Following up on my examination of the relationships between size and age and playoff success, I thought it would be a fun, interesting exercise to try a variety of predictive models based solely on the size and ages of the teams matching up. This is essentially the same idea as the models I tested at the end of my look at the regular season. I try to model which team wins a game based solely on the difference in age and size between the teams. To make things easier, I focus on all situations instead of breaking things down by strength state and look at each game from the home team’s perspective. I use the same positional differences that I used for Part 4, that is Age, Height, Weight, and BMI for Forwards, Defense, and Both, resulting in up to 36 predictors.
In contrast to my analysis of regular season point totals, where I used the entire dataset to train and evaluate my models, this time I partitioned my data into an 80/20 split between a training set and a test set.
Logistic Regressions
The first model I tried was just throwing all the predictors together in to see what came out. Somewhat unexpectedly, this resulted in sixteen variables being removed from the regression due to singularities: all the the defense-to-defense, defense-to-both, both-to-defense, and both-to-both differentials. This was confusing. I knew from doing my correlation analysis that none of the predictors were perfectly correlated with each other. After some Googling, though I realized that predictors that can be inferred from some combination of other predictors would be removed, which was what was happening here.1 This makes sense in retrospect, but it had not crossed my mind when I was putting the model together. A bit of messy start, but nevertheless, I forged on.
Of the indicators that remain, an interesting pattern emerged; the coefficients seems to balance each other out. In this case, the F-F and D-F differences group on one side of zero with the F-Both difference, while the F-D and Both-F differences are on the other side and Both-F is quite far in the other direction. I actually ran all the code for this post twice with different train/test sets by accident because my workspace crashed and I didn’t initially make sure that my train/test partition would be repeatable and the same pattern occurred then too. Well, I thought, perhaps this is an effect of throwing everything into the model at once. Perhaps when I try to isolate differences by limiting which home team position the opposing team is compared I’ll find a meaningful pattern.
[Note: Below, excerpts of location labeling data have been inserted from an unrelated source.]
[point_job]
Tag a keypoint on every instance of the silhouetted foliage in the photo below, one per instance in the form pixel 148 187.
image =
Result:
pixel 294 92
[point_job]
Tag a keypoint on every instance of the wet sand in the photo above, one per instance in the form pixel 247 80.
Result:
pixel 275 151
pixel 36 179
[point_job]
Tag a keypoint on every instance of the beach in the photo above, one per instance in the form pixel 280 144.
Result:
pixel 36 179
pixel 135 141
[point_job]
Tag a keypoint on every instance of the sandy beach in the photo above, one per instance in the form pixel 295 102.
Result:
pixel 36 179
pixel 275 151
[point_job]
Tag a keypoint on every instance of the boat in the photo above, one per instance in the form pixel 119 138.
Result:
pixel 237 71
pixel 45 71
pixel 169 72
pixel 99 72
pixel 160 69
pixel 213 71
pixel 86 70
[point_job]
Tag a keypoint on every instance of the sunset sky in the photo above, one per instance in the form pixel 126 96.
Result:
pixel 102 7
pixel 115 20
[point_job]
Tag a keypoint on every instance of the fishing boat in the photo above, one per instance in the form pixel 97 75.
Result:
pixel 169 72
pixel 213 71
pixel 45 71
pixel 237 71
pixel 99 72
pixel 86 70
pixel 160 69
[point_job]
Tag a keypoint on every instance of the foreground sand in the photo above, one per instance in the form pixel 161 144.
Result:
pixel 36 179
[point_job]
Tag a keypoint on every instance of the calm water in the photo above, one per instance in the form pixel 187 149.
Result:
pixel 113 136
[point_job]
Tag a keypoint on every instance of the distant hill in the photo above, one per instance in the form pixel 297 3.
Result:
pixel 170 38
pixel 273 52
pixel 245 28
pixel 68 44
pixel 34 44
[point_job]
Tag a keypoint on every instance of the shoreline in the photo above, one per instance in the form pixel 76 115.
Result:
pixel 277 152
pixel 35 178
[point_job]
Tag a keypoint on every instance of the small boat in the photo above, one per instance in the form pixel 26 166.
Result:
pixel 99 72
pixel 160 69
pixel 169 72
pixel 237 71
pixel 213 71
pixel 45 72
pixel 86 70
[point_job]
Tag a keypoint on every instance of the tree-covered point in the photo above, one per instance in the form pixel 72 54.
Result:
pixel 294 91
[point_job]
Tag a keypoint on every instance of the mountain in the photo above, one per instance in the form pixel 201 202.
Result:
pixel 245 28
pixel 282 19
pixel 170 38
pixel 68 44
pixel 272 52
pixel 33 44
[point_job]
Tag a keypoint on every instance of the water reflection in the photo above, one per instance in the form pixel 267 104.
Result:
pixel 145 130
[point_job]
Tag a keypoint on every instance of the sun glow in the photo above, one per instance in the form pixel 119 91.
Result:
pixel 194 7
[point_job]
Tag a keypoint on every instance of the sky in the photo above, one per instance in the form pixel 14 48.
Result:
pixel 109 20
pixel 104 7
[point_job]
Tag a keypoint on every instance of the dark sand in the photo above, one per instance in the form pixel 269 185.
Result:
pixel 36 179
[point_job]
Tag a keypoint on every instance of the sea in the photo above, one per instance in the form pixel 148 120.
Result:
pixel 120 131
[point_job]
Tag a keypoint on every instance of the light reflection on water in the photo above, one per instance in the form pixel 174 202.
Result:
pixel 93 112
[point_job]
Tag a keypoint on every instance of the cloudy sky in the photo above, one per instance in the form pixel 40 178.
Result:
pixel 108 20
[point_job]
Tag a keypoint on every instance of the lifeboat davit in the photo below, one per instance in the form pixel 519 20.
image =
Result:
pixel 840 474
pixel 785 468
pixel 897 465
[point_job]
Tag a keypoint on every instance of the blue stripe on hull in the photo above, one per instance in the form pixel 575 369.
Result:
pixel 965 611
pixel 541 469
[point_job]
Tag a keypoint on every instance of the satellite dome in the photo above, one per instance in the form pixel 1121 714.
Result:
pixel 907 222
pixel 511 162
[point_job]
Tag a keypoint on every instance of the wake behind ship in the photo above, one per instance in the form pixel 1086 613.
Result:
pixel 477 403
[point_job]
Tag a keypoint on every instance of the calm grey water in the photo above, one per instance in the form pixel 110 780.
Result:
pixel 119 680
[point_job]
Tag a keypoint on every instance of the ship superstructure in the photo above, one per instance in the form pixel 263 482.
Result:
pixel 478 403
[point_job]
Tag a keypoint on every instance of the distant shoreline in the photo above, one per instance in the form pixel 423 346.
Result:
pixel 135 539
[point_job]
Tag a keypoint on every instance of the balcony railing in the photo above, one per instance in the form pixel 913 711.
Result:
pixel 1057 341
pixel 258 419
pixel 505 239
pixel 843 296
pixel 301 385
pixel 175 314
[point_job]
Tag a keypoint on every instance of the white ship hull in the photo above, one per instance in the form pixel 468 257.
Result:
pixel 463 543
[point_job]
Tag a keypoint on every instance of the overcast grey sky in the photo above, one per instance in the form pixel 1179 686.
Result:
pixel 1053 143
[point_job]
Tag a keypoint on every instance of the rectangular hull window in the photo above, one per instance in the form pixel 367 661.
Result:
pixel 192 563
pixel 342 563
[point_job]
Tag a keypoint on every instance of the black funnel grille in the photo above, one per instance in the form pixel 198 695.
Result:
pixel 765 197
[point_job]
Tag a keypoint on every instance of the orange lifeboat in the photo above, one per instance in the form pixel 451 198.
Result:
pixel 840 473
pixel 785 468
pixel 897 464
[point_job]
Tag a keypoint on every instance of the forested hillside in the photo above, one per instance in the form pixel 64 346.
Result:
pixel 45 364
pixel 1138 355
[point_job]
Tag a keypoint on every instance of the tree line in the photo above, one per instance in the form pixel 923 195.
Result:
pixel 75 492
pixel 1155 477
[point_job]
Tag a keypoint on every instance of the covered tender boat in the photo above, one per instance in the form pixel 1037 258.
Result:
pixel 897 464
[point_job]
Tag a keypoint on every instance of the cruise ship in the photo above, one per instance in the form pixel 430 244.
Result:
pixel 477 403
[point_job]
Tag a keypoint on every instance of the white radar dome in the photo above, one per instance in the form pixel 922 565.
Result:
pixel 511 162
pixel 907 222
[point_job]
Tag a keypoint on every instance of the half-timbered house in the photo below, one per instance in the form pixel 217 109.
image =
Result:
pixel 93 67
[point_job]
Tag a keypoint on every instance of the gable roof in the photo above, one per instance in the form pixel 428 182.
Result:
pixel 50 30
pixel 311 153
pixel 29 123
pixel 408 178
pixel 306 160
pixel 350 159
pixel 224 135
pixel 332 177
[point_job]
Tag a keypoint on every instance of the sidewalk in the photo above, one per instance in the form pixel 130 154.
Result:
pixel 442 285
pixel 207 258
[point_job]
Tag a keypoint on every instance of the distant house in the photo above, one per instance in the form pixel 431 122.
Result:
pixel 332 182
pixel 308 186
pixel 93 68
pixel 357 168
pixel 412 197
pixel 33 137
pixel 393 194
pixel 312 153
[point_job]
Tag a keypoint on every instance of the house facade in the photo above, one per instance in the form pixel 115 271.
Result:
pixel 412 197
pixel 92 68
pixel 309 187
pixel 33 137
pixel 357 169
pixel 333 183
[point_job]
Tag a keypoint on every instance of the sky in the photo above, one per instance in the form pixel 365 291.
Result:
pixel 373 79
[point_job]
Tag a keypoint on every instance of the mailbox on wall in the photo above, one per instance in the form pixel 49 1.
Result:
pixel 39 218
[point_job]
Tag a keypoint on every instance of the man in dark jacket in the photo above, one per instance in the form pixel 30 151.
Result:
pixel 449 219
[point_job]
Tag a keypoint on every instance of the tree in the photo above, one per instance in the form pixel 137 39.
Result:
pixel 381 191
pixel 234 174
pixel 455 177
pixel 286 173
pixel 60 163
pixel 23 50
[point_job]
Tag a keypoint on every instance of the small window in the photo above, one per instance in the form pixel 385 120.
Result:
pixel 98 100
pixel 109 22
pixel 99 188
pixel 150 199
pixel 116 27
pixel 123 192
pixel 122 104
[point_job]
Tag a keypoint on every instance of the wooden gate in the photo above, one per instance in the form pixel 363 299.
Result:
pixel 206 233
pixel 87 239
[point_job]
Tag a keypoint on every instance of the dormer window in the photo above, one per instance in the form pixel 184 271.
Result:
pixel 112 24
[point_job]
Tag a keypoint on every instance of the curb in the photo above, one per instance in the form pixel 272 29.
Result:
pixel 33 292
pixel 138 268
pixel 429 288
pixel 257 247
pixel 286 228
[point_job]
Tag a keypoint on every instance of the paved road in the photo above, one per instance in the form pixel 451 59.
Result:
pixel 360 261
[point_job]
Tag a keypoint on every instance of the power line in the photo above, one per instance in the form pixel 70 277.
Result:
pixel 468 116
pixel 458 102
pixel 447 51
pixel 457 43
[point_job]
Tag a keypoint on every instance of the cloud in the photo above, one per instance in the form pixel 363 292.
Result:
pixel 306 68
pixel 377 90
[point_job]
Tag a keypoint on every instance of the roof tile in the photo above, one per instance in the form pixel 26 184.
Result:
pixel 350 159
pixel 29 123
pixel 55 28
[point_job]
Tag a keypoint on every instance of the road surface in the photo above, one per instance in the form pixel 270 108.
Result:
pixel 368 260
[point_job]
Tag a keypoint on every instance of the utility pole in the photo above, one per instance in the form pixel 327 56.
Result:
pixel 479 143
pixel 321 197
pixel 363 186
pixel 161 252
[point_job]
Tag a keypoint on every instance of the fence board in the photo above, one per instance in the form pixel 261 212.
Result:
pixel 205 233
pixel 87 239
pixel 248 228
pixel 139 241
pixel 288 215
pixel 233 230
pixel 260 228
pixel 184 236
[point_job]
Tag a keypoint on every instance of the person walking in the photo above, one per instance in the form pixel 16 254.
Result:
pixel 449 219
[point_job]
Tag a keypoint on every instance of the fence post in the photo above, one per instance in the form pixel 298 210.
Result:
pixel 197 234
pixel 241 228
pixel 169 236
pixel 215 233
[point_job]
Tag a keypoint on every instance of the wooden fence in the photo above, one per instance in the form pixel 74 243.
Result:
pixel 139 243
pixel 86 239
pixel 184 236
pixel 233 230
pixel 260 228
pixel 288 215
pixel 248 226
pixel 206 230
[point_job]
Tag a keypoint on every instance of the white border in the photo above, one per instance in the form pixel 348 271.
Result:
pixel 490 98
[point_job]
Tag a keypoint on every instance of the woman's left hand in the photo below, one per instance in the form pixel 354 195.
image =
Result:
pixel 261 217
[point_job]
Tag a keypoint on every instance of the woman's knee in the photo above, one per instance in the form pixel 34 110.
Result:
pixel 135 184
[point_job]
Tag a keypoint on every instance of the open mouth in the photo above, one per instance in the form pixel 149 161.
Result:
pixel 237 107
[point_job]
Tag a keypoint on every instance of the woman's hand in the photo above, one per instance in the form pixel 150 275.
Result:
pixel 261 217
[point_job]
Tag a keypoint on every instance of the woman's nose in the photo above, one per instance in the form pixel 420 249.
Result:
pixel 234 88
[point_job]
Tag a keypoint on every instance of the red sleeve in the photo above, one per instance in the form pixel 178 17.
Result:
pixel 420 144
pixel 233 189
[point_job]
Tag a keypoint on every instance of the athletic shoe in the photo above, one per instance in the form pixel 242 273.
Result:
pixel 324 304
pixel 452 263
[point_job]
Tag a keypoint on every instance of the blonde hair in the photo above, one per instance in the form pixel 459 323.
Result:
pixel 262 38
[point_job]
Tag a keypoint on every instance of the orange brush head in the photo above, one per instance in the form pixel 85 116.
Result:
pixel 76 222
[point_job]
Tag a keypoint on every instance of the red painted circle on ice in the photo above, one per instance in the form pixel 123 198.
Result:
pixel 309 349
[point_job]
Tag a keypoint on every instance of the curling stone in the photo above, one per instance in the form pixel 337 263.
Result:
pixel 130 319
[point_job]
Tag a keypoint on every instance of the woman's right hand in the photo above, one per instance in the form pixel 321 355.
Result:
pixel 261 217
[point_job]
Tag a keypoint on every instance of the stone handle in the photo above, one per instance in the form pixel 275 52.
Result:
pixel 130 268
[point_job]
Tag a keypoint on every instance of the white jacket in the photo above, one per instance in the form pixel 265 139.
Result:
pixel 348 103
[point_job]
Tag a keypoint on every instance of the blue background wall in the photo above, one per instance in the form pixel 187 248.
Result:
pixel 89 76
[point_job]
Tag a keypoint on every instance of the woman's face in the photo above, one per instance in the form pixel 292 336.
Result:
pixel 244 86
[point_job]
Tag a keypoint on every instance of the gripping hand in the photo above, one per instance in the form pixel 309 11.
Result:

However, breaking the models down by position of the home team does not reveal much of a difference from throwing everything in at once.
Roughly the same pattern occurs as the previous model: two of the home to away position comparisons for each metric are on one side of zero and the third is on the other side of zero and roughly equal to the sum of the first two. Even more curious, for almost every biographical metric, the same positional comparisons group on the same side of zero, with the exception of weight and the home defense model.
Two things to pay attention to before moving on to the next section. First, when I reduced the number of predictors, the magnitude of the coefficients was reduced as well. I believe this is an indication of a very noisy mess of indicators basically cancelling each other out and ratios of the predictors to each other getting more precise (though maybe not more accurate). I think this is supported by the two on one side of zero, one twice as far on the other side of zero pattern that’s shown up consistently so far. Second, age has had basically no effect with the coefficients for age hugging the zero line on the charts so far.
Penalized Regressions
Previously I performed manual feature selection; basically a combination of what I thought made sense and which features were least correlated with each other. However, penalized or regularized regression can perform this process automatically. I tested three methods of penalized regression: ridge regression, lasso regression, and elastic net. They are all variations of the same process, the difference between them is essentially how aggressively they zero out coefficients in the final model. Ridge regression is the least aggressive in setting coefficients to zero and doesn’t zero any out. Lasso regression is the most aggressive zeroing out coefficients. And elastic net is a method that balances the two based on a variable alpha that can range from zero (lasso) to one (ridge). To find the alpha value for the elastic net regression, I used the train()
function in the caret
package to test values incrementing by 0.1 and selected the model that performed best on the training set. In this case, a value of 0.3 performed the best. For ease of interpretation, I removed any coefficients that had been set to zero.
The first thing that really stands out is that the lasso regression really was aggressive in shrinking and zeroing out coefficients. Only three were not set to zero, and they are all very close to zero. This is probably yet another indication that there is not much predictive value in the biographical makeup of teams in the playoffs. Age is once again at or near zero for all the models tested. Once again the pattern of the predictors nearly balancing out for each biographical metric emerges again as well.
XGBoost
Finally, just for fun I decided to try to train an XGBoost model as well. I’ve never used XGBoost before, so I thought this would be a good, relatively simple problem to learn on. XGBoost is the algorithm behind several popular hockey models including Evolving Hockey’s xG model and MoneyPuck and Patrick Bacon’s models, I believe, as well as game prediction models. XGBoost is also pretty well known for performing well at Kaggle competitions and is considered one of the top current classification models. Since a binary outcome is the simplest possible classification problem, it lends itself to this project well, in theory.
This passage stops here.